Python:How os.fork() works?

tudouya picture tudouya · Nov 6, 2015 · Viewed 38.5k times · Source

I am learning multiprocessing in python. I tried multiprocessing and after I read the source code of multiprocessing module, I found it use os.fork(), so I wrote some code to test os.fork(), but I am stuck. My code is as following:

#!/usr/bin/env python
# -*- coding: utf-8 -*-

import os
import time

for i in range(2):
    print '**********%d***********' % i
    pid = os.fork()
    print "Pid %d" % pid

I think that each print will be executed two times but they execute three times. I can't understand how this works?

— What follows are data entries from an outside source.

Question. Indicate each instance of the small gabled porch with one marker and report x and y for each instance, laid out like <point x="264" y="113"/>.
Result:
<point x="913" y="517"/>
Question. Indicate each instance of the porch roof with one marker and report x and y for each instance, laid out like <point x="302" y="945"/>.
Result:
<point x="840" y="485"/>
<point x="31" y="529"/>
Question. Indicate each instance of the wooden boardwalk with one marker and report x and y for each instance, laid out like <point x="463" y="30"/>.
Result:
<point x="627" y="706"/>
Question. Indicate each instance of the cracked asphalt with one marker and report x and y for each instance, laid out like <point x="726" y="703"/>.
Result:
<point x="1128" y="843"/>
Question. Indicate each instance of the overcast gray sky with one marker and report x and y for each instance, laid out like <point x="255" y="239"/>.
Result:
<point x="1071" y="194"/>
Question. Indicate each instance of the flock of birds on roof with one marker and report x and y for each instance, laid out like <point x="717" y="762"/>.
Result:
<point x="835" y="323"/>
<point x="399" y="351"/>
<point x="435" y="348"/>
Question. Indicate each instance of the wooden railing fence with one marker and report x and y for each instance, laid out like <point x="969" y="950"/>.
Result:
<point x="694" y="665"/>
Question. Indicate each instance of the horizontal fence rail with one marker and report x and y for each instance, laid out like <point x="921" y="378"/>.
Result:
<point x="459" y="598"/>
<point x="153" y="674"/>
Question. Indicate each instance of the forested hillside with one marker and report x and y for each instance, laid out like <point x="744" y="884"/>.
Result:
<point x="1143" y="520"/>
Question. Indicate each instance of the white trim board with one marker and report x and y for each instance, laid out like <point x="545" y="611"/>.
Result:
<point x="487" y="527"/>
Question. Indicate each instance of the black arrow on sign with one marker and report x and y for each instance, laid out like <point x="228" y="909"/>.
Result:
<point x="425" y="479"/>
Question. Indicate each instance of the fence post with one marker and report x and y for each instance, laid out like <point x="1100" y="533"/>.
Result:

I read this Need to know how fork works?
From what this article says it also will be executed twice, so I am so stuck...

Answer

3442 picture 3442 · Nov 6, 2015

First of all, remove that print '******...' line. It just confuses everyone. Instead, let's try this code...

import os
import time

for i in range(2):
    print("I'm about to be a dad!")
    time.sleep(5)
    pid = os.fork()
    if pid == 0:
        print("I'm {}, a newborn that knows to write to the terminal!".format(os.getpid()))
    else:
        print("I'm the dad of {}, and he knows to use the terminal!".format(pid))
        os.waitpid(pid, 0)

Okay, first of all, what is "fork"? Fork is a feature of modern and standard-compliant operating systems (except of M$ Windows: that joke of an OS is all but modern and standard-compliant) that allows a process (a.k.a: "program", and that includes the Python interpreter!) to literally make an exact duplicate of itself, effectively creating a new process (another instance of the "program"). Once that magic is done, both processes are independent. Changing anything in one of them does not affect the other one.

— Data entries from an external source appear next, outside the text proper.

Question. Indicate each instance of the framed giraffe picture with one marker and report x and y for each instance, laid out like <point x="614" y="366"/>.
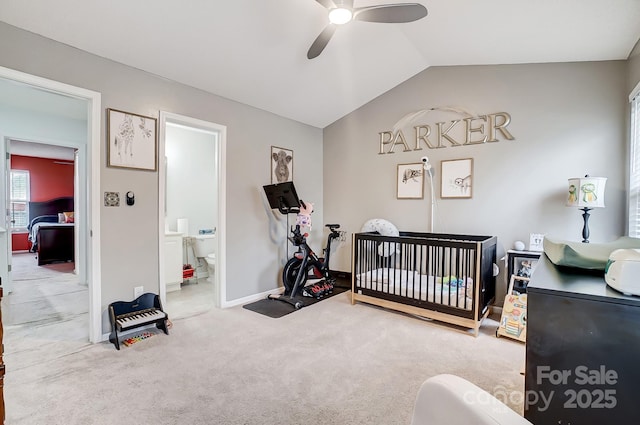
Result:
<point x="410" y="181"/>
<point x="132" y="141"/>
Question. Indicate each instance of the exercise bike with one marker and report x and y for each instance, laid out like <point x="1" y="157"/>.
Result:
<point x="306" y="264"/>
<point x="283" y="197"/>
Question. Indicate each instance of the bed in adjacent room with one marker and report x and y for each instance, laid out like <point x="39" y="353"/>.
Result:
<point x="51" y="230"/>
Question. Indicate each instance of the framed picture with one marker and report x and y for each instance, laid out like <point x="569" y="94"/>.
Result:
<point x="132" y="140"/>
<point x="410" y="181"/>
<point x="520" y="267"/>
<point x="536" y="242"/>
<point x="281" y="164"/>
<point x="456" y="179"/>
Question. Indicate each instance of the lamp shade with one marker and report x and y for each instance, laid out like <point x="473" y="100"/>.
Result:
<point x="586" y="192"/>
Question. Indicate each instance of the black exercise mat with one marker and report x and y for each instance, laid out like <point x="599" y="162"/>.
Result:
<point x="276" y="308"/>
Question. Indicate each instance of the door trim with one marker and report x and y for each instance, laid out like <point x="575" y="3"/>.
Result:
<point x="220" y="164"/>
<point x="92" y="192"/>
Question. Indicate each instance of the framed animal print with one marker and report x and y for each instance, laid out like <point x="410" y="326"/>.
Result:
<point x="281" y="165"/>
<point x="410" y="181"/>
<point x="456" y="178"/>
<point x="132" y="140"/>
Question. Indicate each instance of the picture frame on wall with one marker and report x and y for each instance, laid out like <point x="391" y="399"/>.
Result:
<point x="131" y="141"/>
<point x="456" y="178"/>
<point x="281" y="164"/>
<point x="410" y="181"/>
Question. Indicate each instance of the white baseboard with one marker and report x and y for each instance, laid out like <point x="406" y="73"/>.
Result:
<point x="252" y="298"/>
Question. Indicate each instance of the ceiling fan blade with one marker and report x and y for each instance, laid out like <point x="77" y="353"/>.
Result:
<point x="321" y="42"/>
<point x="391" y="13"/>
<point x="329" y="4"/>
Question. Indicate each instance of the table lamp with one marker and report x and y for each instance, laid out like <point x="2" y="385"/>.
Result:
<point x="586" y="193"/>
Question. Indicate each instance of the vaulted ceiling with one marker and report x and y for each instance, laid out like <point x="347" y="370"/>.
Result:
<point x="254" y="51"/>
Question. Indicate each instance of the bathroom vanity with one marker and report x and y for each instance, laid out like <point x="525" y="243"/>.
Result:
<point x="173" y="260"/>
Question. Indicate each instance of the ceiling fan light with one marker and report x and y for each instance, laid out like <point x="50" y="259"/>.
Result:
<point x="340" y="15"/>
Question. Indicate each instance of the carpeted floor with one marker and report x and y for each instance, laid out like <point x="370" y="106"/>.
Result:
<point x="333" y="363"/>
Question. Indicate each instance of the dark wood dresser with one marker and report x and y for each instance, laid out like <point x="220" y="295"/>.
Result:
<point x="583" y="349"/>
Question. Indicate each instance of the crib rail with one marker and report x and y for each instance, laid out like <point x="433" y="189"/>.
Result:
<point x="439" y="272"/>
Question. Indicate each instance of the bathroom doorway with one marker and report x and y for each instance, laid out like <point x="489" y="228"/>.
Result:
<point x="191" y="215"/>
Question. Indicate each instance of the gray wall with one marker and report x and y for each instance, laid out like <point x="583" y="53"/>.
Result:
<point x="130" y="235"/>
<point x="634" y="67"/>
<point x="567" y="119"/>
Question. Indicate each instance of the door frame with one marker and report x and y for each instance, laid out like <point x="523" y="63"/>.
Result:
<point x="91" y="229"/>
<point x="220" y="164"/>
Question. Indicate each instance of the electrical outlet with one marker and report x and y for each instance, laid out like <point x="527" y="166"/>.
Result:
<point x="137" y="291"/>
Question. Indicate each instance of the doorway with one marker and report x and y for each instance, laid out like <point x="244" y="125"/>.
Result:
<point x="87" y="200"/>
<point x="191" y="214"/>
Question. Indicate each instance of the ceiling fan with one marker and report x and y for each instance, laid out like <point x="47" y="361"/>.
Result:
<point x="342" y="12"/>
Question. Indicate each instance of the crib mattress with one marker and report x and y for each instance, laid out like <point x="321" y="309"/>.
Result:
<point x="412" y="284"/>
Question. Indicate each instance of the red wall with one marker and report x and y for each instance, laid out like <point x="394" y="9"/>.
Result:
<point x="49" y="179"/>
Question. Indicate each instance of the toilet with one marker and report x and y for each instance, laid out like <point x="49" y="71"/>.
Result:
<point x="205" y="248"/>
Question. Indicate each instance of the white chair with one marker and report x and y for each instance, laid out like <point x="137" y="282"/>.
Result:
<point x="451" y="400"/>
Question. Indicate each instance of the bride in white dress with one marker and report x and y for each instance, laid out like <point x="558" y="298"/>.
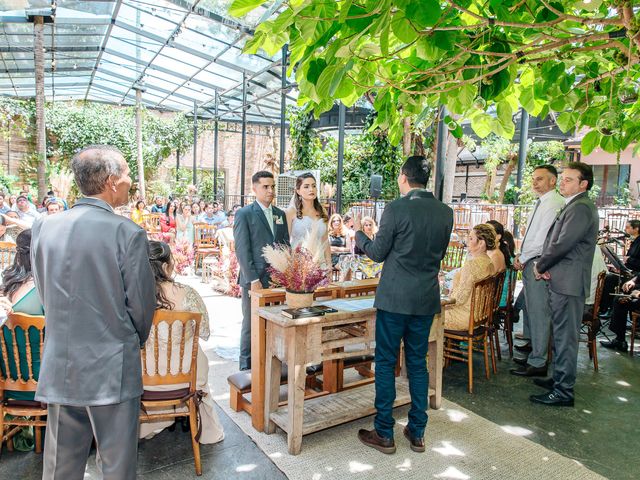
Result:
<point x="307" y="215"/>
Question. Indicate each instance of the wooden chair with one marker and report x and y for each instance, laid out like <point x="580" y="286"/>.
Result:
<point x="461" y="218"/>
<point x="205" y="242"/>
<point x="454" y="257"/>
<point x="476" y="336"/>
<point x="495" y="322"/>
<point x="7" y="254"/>
<point x="20" y="376"/>
<point x="504" y="314"/>
<point x="634" y="326"/>
<point x="157" y="370"/>
<point x="591" y="322"/>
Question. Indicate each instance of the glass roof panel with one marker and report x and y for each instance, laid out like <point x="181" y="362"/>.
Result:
<point x="182" y="54"/>
<point x="170" y="64"/>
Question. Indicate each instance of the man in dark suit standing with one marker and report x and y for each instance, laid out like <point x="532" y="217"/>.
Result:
<point x="412" y="241"/>
<point x="566" y="264"/>
<point x="256" y="226"/>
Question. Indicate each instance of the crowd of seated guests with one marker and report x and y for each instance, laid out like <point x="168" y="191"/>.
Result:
<point x="18" y="294"/>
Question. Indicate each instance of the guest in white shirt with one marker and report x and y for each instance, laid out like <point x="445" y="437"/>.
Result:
<point x="537" y="315"/>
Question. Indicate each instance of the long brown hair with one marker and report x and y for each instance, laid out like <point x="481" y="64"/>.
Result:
<point x="297" y="200"/>
<point x="159" y="256"/>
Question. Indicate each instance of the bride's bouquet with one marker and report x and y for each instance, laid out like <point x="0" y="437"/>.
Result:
<point x="300" y="269"/>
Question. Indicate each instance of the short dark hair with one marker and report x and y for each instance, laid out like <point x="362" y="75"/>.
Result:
<point x="261" y="174"/>
<point x="549" y="168"/>
<point x="417" y="171"/>
<point x="586" y="172"/>
<point x="93" y="165"/>
<point x="635" y="224"/>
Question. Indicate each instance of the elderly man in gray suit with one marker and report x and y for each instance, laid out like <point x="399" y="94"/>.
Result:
<point x="256" y="226"/>
<point x="412" y="241"/>
<point x="91" y="270"/>
<point x="565" y="263"/>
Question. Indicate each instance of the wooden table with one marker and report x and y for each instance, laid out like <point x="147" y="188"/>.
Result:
<point x="305" y="341"/>
<point x="260" y="298"/>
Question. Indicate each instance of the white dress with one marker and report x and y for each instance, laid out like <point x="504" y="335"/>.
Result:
<point x="212" y="431"/>
<point x="300" y="227"/>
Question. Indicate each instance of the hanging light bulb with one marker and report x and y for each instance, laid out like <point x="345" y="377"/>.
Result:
<point x="609" y="124"/>
<point x="628" y="92"/>
<point x="480" y="103"/>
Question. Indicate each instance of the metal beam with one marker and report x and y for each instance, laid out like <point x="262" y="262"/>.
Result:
<point x="441" y="153"/>
<point x="243" y="158"/>
<point x="195" y="141"/>
<point x="342" y="114"/>
<point x="107" y="34"/>
<point x="283" y="107"/>
<point x="215" y="149"/>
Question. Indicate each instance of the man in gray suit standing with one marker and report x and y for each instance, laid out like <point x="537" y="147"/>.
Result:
<point x="256" y="226"/>
<point x="565" y="263"/>
<point x="92" y="273"/>
<point x="412" y="241"/>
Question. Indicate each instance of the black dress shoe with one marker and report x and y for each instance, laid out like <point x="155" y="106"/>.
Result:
<point x="523" y="348"/>
<point x="553" y="399"/>
<point x="520" y="361"/>
<point x="416" y="444"/>
<point x="615" y="344"/>
<point x="529" y="371"/>
<point x="544" y="383"/>
<point x="371" y="439"/>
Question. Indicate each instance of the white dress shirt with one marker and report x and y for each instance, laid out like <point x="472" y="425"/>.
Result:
<point x="268" y="212"/>
<point x="539" y="223"/>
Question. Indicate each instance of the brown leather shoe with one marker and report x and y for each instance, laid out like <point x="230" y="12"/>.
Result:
<point x="416" y="444"/>
<point x="371" y="439"/>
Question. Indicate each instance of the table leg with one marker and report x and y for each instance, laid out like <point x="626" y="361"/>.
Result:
<point x="258" y="340"/>
<point x="273" y="368"/>
<point x="436" y="364"/>
<point x="296" y="349"/>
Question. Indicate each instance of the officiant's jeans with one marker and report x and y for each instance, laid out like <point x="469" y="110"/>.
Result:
<point x="414" y="331"/>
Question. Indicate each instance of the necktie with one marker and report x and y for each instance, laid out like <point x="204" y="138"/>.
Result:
<point x="269" y="214"/>
<point x="535" y="209"/>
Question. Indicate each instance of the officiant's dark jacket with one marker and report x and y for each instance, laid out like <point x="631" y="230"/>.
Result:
<point x="633" y="256"/>
<point x="412" y="241"/>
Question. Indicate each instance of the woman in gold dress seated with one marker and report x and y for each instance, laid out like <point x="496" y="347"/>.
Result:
<point x="477" y="266"/>
<point x="171" y="295"/>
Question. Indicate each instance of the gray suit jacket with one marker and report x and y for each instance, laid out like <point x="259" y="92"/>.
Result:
<point x="251" y="233"/>
<point x="568" y="250"/>
<point x="92" y="273"/>
<point x="412" y="241"/>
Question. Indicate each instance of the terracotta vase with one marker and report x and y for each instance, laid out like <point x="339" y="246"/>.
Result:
<point x="298" y="299"/>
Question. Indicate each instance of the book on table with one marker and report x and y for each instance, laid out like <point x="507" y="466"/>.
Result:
<point x="314" y="311"/>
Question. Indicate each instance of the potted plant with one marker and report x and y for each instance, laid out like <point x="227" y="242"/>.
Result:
<point x="300" y="270"/>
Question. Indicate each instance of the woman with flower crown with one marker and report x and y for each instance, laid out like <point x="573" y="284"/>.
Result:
<point x="306" y="216"/>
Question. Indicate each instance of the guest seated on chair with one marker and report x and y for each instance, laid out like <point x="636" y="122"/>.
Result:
<point x="502" y="255"/>
<point x="20" y="296"/>
<point x="175" y="296"/>
<point x="631" y="261"/>
<point x="339" y="240"/>
<point x="477" y="266"/>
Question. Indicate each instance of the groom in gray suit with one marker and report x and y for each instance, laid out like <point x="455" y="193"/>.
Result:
<point x="565" y="263"/>
<point x="92" y="273"/>
<point x="256" y="226"/>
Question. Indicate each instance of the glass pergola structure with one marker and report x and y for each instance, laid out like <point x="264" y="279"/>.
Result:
<point x="183" y="55"/>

The process responsible for spelling out this dark and ancient incantation is known as the parent process. The soulless result of this immoral abomination towards life itself is known as the child process.

As shall be obvious to all, including those for which it isn't, you can become a member of that select group of programmers who have sold their soul by means of os.fork(). This function performs a fork operation, and thus results in a second process being created out of thin air.

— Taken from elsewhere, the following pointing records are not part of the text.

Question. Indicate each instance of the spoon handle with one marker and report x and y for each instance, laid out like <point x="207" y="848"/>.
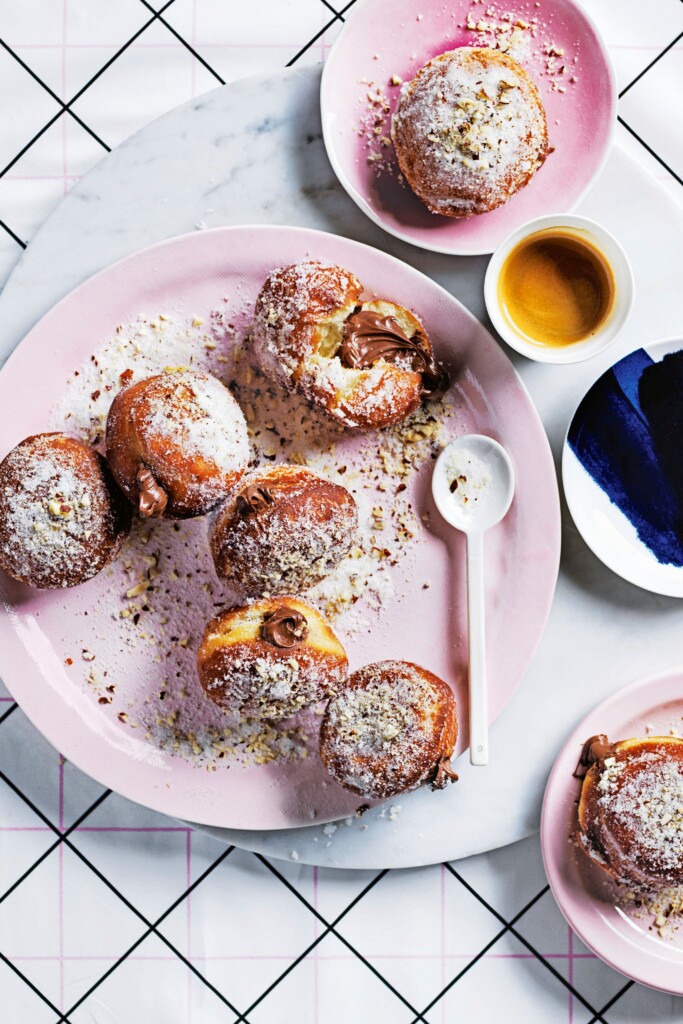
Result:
<point x="477" y="662"/>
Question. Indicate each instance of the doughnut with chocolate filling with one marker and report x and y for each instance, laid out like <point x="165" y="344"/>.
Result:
<point x="469" y="131"/>
<point x="631" y="809"/>
<point x="391" y="728"/>
<point x="269" y="659"/>
<point x="61" y="516"/>
<point x="283" y="531"/>
<point x="176" y="443"/>
<point x="367" y="364"/>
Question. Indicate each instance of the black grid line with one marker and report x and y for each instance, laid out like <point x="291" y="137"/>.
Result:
<point x="12" y="708"/>
<point x="152" y="928"/>
<point x="331" y="929"/>
<point x="508" y="928"/>
<point x="314" y="943"/>
<point x="650" y="65"/>
<point x="67" y="107"/>
<point x="188" y="46"/>
<point x="339" y="16"/>
<point x="610" y="1004"/>
<point x="45" y="854"/>
<point x="63" y="837"/>
<point x="33" y="987"/>
<point x="63" y="107"/>
<point x="650" y="150"/>
<point x="520" y="938"/>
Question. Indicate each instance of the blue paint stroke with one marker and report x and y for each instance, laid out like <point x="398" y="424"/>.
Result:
<point x="628" y="434"/>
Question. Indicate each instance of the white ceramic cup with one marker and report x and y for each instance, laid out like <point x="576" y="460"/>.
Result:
<point x="624" y="291"/>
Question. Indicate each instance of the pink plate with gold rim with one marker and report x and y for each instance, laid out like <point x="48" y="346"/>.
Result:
<point x="42" y="633"/>
<point x="623" y="938"/>
<point x="562" y="51"/>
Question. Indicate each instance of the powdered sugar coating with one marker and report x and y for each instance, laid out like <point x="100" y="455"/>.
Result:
<point x="292" y="543"/>
<point x="298" y="325"/>
<point x="187" y="430"/>
<point x="243" y="672"/>
<point x="292" y="302"/>
<point x="469" y="131"/>
<point x="389" y="729"/>
<point x="61" y="518"/>
<point x="632" y="813"/>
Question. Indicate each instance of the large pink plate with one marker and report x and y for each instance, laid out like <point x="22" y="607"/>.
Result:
<point x="187" y="275"/>
<point x="386" y="38"/>
<point x="622" y="939"/>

Now, what does this function return, or more importantly, how does it even return? If you want not to become insane, please don't go and read the Linux kernel's /kernel/fork.c file! Once the kernel does what we know it has to do, but we don't want to accept it, os.fork() returns in the two processes! Yes, even the call stack is copied on!

So, if they are exact copies, how does one differentiate between parent and child? Simple. If the result of os.fork() is zero, then you're working in the child. Otherwise, you're working in the parent, and the return value is the PID (Process IDentifier) of the child. Anyway, the child can get its own PID from os.getpid(), no?

Now, taking this into account, and the fact that doing fork() inside a loop is the recipe for mess, this is what happens. Let's call the original process the "master" process...

  • Master: i = 0, forks into child-#1-of-master
    • Child-#1-of-master: i = 1 forks into child-#1-of-child-#1-of-master
    • Child-#1-of-child-#1-of-master: for loop over, exits
    • Child-#1-of-master: for loop over, exits
  • Master: i = 1, forks into child-#2-of-master
    • Child-#2-of-master: i = 1 forks into child-#1-of-child-#2-of-master
    • Child-#1-of-child-#2-of-master: for loop over, exits
    • Child-#2-of-master: for loop over, exits
  • Master: for loop over, exits

As you can see, there are a total of 6 parent/child prints coming from 4 unique processes, resulting in 6 lines of output, something like...

I'm the dad of 12120, and he knows to use the terminal!

I'm 12120, a newborn that knows to write to the terminal!

I'm the dad of 12121, and he knows to use the terminal!

I'm 12121, a newborn that knows to write to the terminal!

I'm the dad of 12122, and he knows to use the terminal!

I'm 12122, a newborn that knows to write to the terminal!

But that's just arbitrary, it could have output this out instead...

I'm 12120, a newborn that knows to write to the terminal!

I'm the dad of 12120, and he knows to use the terminal!

I'm 12121, a newborn that knows to write to the terminal!

I'm the dad of 12121, and he knows to use the terminal!

I'm 12122, a newborn that knows to write to the terminal!

I'm the dad of 12122, and he knows to use the terminal!

Or anything other than that. The OS (and your motherboard's funky clocks) is solely responsible for the order in which processes get timeslices, so go blame on Torvalds (and expect no self-steem when back) if you dislike how the kernel manages to organize your processes ;).

I hope this has led some light on you!